ARGUMENT. – Le dixième guerrier contre lequel Marphise a combattu jusqu’à la nuit se fait connaître à elle comme étant Guidon le Sauvage, de la famille de Clermont, et lui raconte l’origine de la cruelle coutume maintenue dans la ville. Marphise et ses compagnons se décident à s’échapper par la force des armes. Astolphe donne du cor et tous s’enfuient épouvantés. Marphise arrive en France et rencontre la vieille Gabrine, l’ancienne gardienne d’Isabelle. Elle fait route avec elle et renverse Pinabel de cheval. Elle rencontre Zerbin, lui fait vider les arçons et lui donne Gabrine en garde.
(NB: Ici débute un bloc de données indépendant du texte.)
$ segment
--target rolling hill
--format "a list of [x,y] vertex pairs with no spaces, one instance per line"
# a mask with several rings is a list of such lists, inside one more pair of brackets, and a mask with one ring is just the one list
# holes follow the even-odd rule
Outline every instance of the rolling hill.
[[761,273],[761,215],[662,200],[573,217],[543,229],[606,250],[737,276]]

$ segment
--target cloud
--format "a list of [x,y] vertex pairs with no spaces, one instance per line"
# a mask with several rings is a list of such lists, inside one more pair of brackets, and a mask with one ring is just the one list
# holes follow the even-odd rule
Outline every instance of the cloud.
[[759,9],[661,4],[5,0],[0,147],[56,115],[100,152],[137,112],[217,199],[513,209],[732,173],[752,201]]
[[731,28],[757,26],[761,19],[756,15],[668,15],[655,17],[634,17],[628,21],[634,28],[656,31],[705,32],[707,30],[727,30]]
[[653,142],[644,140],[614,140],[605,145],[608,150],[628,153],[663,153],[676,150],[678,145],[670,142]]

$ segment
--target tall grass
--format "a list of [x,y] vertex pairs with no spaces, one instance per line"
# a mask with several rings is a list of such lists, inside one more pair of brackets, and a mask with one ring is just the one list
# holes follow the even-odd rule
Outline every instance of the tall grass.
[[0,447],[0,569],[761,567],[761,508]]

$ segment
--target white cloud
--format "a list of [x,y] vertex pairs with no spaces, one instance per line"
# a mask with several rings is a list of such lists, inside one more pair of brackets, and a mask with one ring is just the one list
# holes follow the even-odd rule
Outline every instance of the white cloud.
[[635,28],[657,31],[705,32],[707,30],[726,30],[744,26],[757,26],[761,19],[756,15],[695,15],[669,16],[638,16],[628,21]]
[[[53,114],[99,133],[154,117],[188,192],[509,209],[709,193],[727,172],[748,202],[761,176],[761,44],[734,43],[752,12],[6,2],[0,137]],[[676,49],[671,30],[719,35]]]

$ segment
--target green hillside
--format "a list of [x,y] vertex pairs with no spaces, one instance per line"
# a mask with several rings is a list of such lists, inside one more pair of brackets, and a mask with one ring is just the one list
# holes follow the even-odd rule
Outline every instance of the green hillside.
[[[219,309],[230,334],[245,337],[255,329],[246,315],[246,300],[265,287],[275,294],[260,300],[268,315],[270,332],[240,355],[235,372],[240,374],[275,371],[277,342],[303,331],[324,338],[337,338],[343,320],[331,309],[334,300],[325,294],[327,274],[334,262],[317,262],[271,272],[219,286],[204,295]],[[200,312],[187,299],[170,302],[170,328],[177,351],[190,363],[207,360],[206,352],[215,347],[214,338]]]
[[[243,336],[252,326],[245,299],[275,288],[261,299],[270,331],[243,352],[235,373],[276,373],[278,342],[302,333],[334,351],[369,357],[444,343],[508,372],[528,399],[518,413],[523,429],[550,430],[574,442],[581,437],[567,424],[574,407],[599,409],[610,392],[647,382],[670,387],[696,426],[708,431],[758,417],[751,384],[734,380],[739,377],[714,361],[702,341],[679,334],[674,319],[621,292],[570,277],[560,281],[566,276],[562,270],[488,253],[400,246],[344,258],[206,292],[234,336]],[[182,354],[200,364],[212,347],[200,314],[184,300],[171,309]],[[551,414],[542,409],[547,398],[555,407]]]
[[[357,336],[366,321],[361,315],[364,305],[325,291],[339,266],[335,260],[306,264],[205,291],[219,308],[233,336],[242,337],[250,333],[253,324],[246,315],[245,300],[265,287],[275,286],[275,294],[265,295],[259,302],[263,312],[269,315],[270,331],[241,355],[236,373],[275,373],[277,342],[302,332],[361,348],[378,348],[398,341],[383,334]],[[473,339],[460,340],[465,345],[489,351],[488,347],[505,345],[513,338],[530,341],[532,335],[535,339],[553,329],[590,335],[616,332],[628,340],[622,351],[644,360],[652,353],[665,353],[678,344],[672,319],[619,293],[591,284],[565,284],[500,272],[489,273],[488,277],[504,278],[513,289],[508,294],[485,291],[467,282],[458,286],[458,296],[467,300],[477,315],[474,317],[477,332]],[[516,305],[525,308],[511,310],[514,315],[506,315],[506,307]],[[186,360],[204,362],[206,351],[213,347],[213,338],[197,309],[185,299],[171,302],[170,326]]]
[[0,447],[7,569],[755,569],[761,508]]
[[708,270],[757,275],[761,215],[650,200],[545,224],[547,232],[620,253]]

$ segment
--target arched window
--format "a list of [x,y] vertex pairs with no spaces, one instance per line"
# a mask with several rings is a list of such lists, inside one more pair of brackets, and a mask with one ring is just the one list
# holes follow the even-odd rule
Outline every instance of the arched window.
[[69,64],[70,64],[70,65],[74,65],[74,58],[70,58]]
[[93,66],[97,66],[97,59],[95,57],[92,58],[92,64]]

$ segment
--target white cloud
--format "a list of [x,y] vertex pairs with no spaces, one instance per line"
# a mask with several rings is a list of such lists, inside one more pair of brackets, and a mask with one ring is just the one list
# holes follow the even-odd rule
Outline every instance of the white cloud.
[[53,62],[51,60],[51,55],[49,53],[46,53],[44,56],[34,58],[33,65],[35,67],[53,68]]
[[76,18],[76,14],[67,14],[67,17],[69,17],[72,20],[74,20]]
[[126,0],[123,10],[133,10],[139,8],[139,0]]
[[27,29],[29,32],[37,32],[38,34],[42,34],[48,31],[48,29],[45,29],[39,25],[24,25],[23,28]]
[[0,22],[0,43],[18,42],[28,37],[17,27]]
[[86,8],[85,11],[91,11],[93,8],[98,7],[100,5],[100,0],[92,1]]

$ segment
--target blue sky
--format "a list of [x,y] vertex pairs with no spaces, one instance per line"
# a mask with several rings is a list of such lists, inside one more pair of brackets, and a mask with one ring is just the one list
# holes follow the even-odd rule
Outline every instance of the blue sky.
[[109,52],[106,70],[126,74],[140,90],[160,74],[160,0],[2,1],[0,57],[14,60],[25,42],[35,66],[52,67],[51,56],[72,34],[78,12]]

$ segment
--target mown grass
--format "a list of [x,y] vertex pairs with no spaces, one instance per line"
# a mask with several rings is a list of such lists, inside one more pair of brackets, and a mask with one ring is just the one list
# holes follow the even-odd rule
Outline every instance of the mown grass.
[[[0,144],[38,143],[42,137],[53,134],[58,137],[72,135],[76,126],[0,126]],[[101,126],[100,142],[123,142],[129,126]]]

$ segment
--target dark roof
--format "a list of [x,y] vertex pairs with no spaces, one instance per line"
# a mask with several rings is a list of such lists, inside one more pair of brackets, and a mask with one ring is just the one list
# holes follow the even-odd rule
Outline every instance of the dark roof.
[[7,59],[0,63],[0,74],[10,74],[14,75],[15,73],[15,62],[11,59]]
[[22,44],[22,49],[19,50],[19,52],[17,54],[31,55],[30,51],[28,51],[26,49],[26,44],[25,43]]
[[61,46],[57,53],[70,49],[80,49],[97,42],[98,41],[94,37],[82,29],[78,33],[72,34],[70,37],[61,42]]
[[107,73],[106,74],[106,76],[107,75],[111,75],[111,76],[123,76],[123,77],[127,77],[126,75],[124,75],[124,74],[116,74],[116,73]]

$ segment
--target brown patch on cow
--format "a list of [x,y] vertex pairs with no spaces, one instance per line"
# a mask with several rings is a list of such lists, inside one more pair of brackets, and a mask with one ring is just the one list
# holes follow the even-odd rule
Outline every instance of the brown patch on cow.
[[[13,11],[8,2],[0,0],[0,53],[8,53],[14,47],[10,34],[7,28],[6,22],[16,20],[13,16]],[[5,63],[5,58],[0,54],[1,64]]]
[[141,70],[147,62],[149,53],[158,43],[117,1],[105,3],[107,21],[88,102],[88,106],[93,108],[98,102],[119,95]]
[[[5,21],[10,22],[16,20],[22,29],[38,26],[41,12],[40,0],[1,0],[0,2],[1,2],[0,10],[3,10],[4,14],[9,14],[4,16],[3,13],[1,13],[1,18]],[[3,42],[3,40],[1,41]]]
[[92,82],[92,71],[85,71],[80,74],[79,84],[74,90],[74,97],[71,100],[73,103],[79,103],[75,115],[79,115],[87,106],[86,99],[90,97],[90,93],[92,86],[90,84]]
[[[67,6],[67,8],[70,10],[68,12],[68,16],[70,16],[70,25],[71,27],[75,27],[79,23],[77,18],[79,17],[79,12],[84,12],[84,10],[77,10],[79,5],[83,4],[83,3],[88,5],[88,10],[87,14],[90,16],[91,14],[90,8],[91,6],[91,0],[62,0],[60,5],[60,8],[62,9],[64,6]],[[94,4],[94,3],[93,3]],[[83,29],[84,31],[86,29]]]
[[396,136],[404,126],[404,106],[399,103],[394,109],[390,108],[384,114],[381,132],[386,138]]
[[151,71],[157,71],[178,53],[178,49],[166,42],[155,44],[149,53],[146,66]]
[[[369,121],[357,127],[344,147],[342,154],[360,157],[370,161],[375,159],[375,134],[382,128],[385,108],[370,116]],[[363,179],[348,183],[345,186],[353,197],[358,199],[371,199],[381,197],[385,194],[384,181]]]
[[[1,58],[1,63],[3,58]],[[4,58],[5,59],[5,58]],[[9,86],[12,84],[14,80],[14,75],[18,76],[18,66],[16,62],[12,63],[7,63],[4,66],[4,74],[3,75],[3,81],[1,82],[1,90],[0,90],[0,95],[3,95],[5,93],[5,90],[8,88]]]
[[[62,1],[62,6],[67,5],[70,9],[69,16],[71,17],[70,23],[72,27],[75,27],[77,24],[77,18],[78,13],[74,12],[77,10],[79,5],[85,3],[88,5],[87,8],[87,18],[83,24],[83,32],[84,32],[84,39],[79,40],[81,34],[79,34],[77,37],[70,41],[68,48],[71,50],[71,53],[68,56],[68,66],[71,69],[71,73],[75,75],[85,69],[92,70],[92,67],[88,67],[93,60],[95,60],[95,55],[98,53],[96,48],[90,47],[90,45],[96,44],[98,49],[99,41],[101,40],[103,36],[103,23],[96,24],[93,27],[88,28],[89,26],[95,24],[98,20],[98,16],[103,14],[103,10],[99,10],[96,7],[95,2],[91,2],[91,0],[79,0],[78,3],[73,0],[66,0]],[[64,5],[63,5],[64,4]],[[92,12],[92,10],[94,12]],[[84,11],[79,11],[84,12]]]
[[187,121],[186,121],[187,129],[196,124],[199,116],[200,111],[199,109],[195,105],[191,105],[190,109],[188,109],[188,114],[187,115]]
Les femmes de l’antiquité ont accompli d’admirables choses dans la carrière des armes et sous l’inspiration des Muses sacrées. Leurs œuvres, belles et glorieuses, ont répandu sur le monde entier un vif éclat. Arpalice et Camille sont fameuses [78] par leur habitude des batailles; Sapho et Corinne se sont illustrées par leur science, et leur nom ne tombera jamais dans la nuit.

Les femmes ont atteint la perfection dans tous les arts où elles se sont exercées. Quiconque interroge attentivement l’histoire, peut voir que le souvenir n’en est pas encore effacé. Si le monde a été longtemps privé de femmes remarquables, cette mauvaise influence n’a pas toujours duré, et sans doute l’envie ou l’ignorance des écrivains avait tenu dans l’ombre les éloges qui leur étaient dus.

À ce qu’il me semble, les femmes de notre siècle se distinguent par de tels mérites, que nous pouvons sans crainte consacrer nos écrits à transmettre leur souvenir aux siècles futurs, afin que les attaques odieuses des méchants soient noyées dans une éternelle infamie; aussi la gloire de nos contemporaines apparaîtra si éclatante, qu’elle surpassera de bien loin celle de Marphise.